Replicate production load on a different environment

Replicate production load on a different environment - performance

Is there any tool by which I can record all the requests/traffic which currently hits my production website and then replay this load on a different environment to check the perf of new environment?
Basically, I want to be able to test the performance of my application on aws cloud and what configuration is required to handle the current load on production if it is migrated to aws.

You could use JMeter's Access Log Sampler (see also Access log replay for load testing? Jmeter Pitfalls and Competitors).
This would allow you to take the logs from your production server, and replay the traffic against your new server. Not sure about it replicating the exact load profile - real traffic tends to be spread over the day, with peaks and troughs in visits depending on your time zone and your users; it also doesn't deal with POST requests.
In fact, for any web app that isn't about retrieving web pages, replayineg historical traffic is likely to be problematic. If users have to log in, for instance, you need to know their passwords; if they browse a product catalogue in an ecommerce site, you need to have the right data to reflect the catalogue as it was when you recorded the log file.
Far more useful, in my view, is to build a performance model based on your current traffic, and understand the peak number of page requests / second you need to be able to support for each (type of) page.
For instance, if you know that today, you have 10K visitors/hour, and you know the most common user journeys, you can build a performance model that equates those 10K users into "login page requests per second", "product home page requests / second", "payment page requests/ second"; you can then use a tool like JMeter to model those journeys, and ramp up the load till you exceed your targets.

Related

Measure average web app response time from the client side during a long period of time

My company has over a hundred users of a specific CRM web application, which is provided as a service by another company to us.
The users of this application are very dissatisfied with its average response time, and I need to find a way to gather metrics during a certain period of time (let's say .. a week) to prove the service provider that they are really providing a bad service.
If the application were mine, I would get the metrics from New Relic or some other equivalent monitoring service, but since it is not, I'm looking for something that could do some sort of client side monitoring.
I already checked Page Speed from Google and YSlow from Yahoo, but both are only useful when you want to test the application during a few seconds.

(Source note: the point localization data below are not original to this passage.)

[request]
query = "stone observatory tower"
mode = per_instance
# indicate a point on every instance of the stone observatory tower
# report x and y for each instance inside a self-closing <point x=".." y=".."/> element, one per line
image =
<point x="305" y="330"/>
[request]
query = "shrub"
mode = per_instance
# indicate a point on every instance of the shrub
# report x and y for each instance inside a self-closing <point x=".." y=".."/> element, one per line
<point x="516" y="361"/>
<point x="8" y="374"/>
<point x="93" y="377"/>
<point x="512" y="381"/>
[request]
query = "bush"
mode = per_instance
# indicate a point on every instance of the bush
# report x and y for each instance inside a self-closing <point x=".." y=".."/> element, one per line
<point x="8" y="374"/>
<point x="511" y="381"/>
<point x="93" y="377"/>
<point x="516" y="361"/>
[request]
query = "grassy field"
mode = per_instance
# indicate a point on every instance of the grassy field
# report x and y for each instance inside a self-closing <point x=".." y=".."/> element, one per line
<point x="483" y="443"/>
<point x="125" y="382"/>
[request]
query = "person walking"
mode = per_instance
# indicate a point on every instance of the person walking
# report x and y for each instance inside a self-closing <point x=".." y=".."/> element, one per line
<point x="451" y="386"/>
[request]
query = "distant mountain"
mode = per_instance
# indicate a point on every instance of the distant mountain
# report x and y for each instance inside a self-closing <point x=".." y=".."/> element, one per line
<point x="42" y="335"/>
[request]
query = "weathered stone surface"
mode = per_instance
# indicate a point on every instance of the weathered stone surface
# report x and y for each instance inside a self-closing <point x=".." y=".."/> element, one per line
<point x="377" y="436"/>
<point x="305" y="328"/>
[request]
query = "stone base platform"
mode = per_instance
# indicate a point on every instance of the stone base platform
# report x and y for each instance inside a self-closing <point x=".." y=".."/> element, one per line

They are not meant for the long term monitoring I need.
Would anybody know a way to get this kind of monitoring from a client side perspective?

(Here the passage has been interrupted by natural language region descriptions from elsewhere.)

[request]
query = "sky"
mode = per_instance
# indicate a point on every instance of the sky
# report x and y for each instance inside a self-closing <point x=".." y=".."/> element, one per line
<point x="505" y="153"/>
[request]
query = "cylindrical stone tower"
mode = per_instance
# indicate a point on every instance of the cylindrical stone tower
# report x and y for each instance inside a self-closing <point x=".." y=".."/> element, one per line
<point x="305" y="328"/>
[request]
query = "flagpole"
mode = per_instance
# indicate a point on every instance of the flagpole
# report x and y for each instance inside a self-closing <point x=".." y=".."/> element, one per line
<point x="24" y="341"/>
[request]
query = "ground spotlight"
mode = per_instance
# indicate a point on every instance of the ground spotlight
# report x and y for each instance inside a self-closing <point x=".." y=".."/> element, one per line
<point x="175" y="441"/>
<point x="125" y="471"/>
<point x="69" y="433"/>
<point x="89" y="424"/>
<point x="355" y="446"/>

LoadRunner is no charge for 50 users, but what you really need is not a test tool but a synthetic user monitor which runs every n number of minutes and pulls the stats. You can build it yourself using LoadRunner 12, Jmeter, or any other http sampling technology. You could also use a service like Gomez for sampling or mpulse from SOASTA for tracking every page component across all users.
Keep in mind that your developer tools will time all of the components of the request to give you some page times. As will Dynatrace for the web client.
If you have access to the web server then consider configuring the web server logs to capture the w3c time-taken field, which will track every request. Depending upon the server the level of granularity can be to the millionth of a second on each and every request.
You could also look at a service like LiteSquare which can process those web logs and provide ammunition for changes to the server to improve performance on a no-gain, no-charge model.

One (expensive) solution would be using LoadRunner endurance test feature. Check here for a demonstration.
Another tool is Oracle OATS.
JMeter is a free tool, though I'm not sure if it's reliable enough to run for a whole week.
These are load generator tools, so if you are testing as a single client, you should carefully chose your load amount (e.g. one user).
Last but not least, you could create your own webservice client, and create a cron job to run it on your specified time of day and log the access time.
If what you want is to get data from their server, this is impossible ... without hacking into it. All you can do is monitor the website as a client, using some of the above tools, make a report and present that to them. But even so they could challenge your bandwidth, your test method etc.
I recommend that you negotiate with them to give you their logs and to prove that their system can support a certain amount of load. If you are a customer to them, you can file a complain or test additional offers.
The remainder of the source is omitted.